I've been getting RU-vid ads for Devil Inspire so I'm happy lolita and alt fashion is getting more attainable. The only question I get besides "why am I dressed up" is " what's holding up your dress" I used a hoop skirt and bloomers so I like it when people ask and I can show them. Not everyday you see someone in a hoopskirts. 😂
I wore lolita to a rich people mall(it's got like, Gucci, Louis Vuitton, and Neiman Marcus) and there was a lady working in a perfume section who was loving my coord and was like "are you wearing a petticoat under that!?" And I was like "yeah!" And did a lil twirl haha. It was great, she was very respectful and genuinely interested in the fashion :)
When I’m able to make use of my vintage accessories with my lolita coords or make vintage inspired outfits while incorporating my lolita items, I feel like I have crossed over into another level of fashion.
I do think, as a complete outsider who's observed lolita for years and wears alt fashion, terminally online lolitas don't foster a great community for newbies or people who are different. I see new people get a garment or an accessory.for the very first time and create a hybrid outfit that includes some lolita pieces. And immediately, I see "that's not lolita." Or "that's not real lolita." This all-in mentality I feel like really prevents the community and maybe even the brands from becoming more accessible. I guess I just don't really see that level of gatekeeping in other fashions. I like vintage fashion and you'll always see people being like "I tried victory rolls today!" Or "my first corset!" And the community is welcoming. But when I see someone say "I wore my first lolita dress!" It's met with "you're not a real lolita."
i definitely feel this as a new lolita- the lolita communities online have felt more discouraging and isolating than any other fashion communities i've been a part of :(
I kind of feel on the fence about this: on one hand, a lot of people do go way too hard on beginners, but on the other hand I think a lot of people feel that if they don't police the style hard enough it will lose its identity or its distinctiveness. Personally, I don't think that making hybrid coords or mixing styles is a bad thing: I think most lolitas I know also are into other fashion subcultures, which influences their coords. But, I don't think I'd be as open to people posting cosplays or outfits of unrelated jfashion styles in specifically lolita places, because those are pretty plainly not lolita.
@@eggy3231 a huge barrier for me into lolita is the concept of coords to be honest. I've never encountered that in another alt fashion (I'm not overly versed, mind you. My experience is in goth and vintage fashions).
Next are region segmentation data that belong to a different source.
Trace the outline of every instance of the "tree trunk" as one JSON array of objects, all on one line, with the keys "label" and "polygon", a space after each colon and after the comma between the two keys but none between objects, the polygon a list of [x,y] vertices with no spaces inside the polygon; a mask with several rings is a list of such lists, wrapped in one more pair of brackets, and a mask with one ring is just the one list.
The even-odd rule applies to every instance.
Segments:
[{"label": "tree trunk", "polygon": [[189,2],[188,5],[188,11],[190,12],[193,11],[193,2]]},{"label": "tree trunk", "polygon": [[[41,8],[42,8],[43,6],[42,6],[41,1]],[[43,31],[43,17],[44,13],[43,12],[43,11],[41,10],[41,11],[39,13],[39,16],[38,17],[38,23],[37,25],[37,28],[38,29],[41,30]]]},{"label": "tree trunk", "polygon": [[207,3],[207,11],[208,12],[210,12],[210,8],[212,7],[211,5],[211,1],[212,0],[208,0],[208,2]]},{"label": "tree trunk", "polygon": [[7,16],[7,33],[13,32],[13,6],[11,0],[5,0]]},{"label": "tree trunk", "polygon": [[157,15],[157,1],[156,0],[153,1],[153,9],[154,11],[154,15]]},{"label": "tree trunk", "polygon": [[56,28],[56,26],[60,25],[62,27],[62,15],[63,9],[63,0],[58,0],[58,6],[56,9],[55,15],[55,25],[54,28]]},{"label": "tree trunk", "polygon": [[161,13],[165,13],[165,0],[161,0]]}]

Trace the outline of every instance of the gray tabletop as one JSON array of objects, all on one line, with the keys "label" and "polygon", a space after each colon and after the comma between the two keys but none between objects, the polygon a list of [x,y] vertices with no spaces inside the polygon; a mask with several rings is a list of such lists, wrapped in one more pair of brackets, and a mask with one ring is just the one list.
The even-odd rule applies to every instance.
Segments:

In my experience, a fashion is defined by a few select traits, like silhouettes or a few particular types of garments. Never have I seen it be so strict that every item on your body has to adhere to a specific rule or else it "isn't lolita." There's a lot about lolita that appeals to me aesthetically but if I wore it, I'd integrate pieces into my pre-existing wardrobe. Which basically means I'd never engage with the community because I'd never be a "real" lolita. Which is so odd to me as that's not how any other fashion I've participated in has been.
@@brees3 A coord is just the japanese loanword for outfit (taken from coordinate). It's used outside of lolita as well for basically any outfit or "look". As well, I think that a lot of online communities for lolitas are very good at telling people what to do but terrible at explaining why we do them. A lot of lolita knowledge comes down to recognizing what styles fit into the aesthetic and which don't, but that is something that comes more with time and experience, so it tends to get condensed into "rules" for beginners. In the same way that not every black piece of clothing is goth, not everything frilly is lolita. I also agree with your assessment of "chronically online" though, I think a lot of the people who are the strictest about following rules are people who don't really wear the fashion outside much. I'm far from a lifestyler but I have a lot of pieces that I just wear casually, and I definitely play hard and fast with the rules for those.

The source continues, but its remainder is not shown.